A mole or nevus is a dark, raised spot on our skin comprised of skin cells that have grown in a group rather than individually. These cells are called melanocytes and are responsible for producing melanin, the pigment (color) in our skin.
Moles can form from sun exposure, but we are also born with them, inheriting them genetically. Although a number of moles
Most people develop more moles on their skin naturally with age and sun exposure, and — most of the time — these moles are harmless. However, we need to conduct skin checks regularly (recommended monthly, especially if you have a relative with skin cancer, or at least every three months) to see if the moles have changed.
Characteristic features of Moles
Almost every adult has a few of them. Adults who have light skin often have more moles. They may have 10 to 40 moles on their skin. This is normal.
Most moles appear on the skin during childhood and adolescence. Moles will grow as the child (or teen) grows.
A mole on the body usually has these traits.
1. One color – Often brown, but a mole can be tan, black, red, pink, blue, skin-toned, or colorless.
2. Round in shape.
3. Flat or slightly raised.
4. Unchanged from month to month.
Some moles will darken, and others will lighten. These changes are expected and seldom a sign of melanoma, the most-serious skin cancer.
For adults, new moles and changes to existing moles can be a sign of melanoma. Caught early, melanoma is highly treatable.
Here are 3 facts that can help you find melanoma early and get treatment :
1. A change to a mole or a new mole is often the first sign of melanoma.
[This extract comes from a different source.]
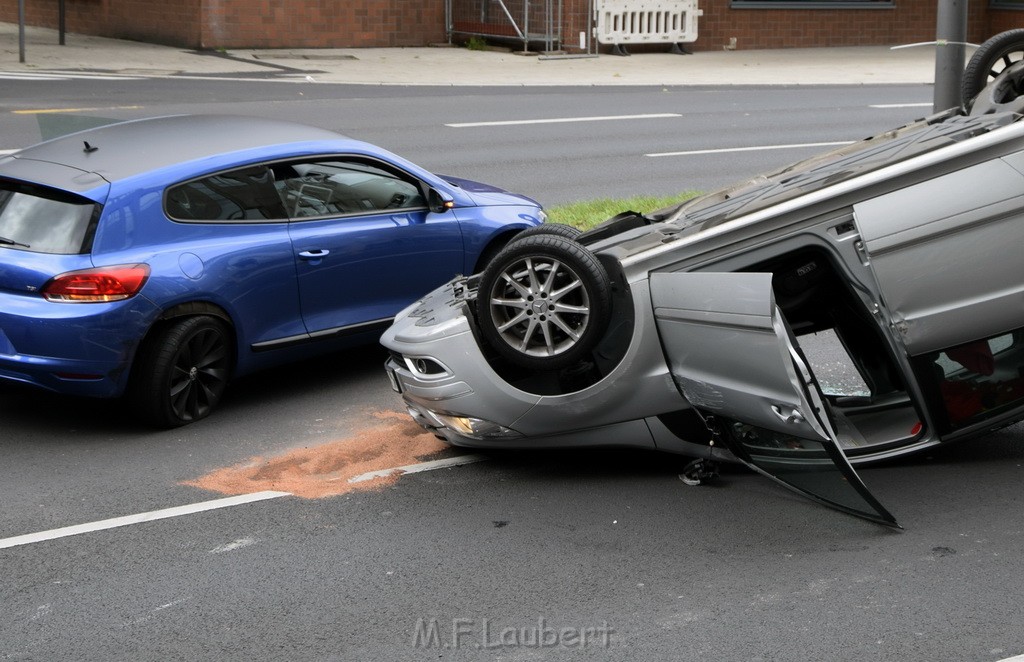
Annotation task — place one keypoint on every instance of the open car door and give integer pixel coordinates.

2. You can find melanoma early by checking your own skin.
3. If you see a mole or other spot that’s growing, itching, bleeding, or changing in colour, immediately have it checked.
Although moles have a distinct look, they may not look alike. Even in the same person, moles can differ in size, shape, or color. Moles can have hair. Some moles will change slowly over time, possibly even disappear.
It’s also important to know that moles can appear anywhere on the skin. They can develop on your scalp, between your fingers and toes, on the soles and palms, and even under your nails.
When are moles treated ?
Most moles do not require treatment. Treatment is required if the mole is :
1. Bothersome (rubs against clothing, etc.)
2. Cosmetcially concerns a patient
3. Suspicious (could be skin cancer)
A mole can safely and easily be removed under local anesthesia. One of the following procedures may be used :
1. Surgical excision: Excising out the entire mole followed by skin closure with sutures.
2. Surgical shave: A surgical blade is used to remove the mole flush with skin.
How to know if your mole is safe
They usually have:
- neat edges,
- a smooth or dome-like shape,
- and stay the same shape, size or colour over time.
Warning signs that it may be cancerous
Look for these indicators that your mole may be cancerous:
- A change in size (getting larger)
- A change in shape (especially with irregular edges)
- A change in colour (especially getting darker or exhibiting multiple shades)
- A loss of symmetry
- Itchiness, pain or bleeding (maybe even forming a scab)
If you notice any of these symptoms, contact a doctor to have your mole examined.
The most-serious skin cancer differs from moles in that it tends to show one or more of the following traits:
A = Asymmetry. One half is unlike the other.
B = Border. An irregular, scalloped, or poorly defined border.
C = Color. Is varied from one area to another; has shades of tan, brown, or black; is sometimes white, red, or blue.
D = Diameter. Melanoma are usually greater than 6mm (the size of a pencil eraser) when diagnosed, but they can be smaller.
E = Evolving. A mole or skin lesion that looks different from the rest or is changing in size, shape, or color.
ABCDEs of Melanoma
If you see a mole or new spot on your skin that has any of the ABCDEs of melanoma, immediately have the mole checked.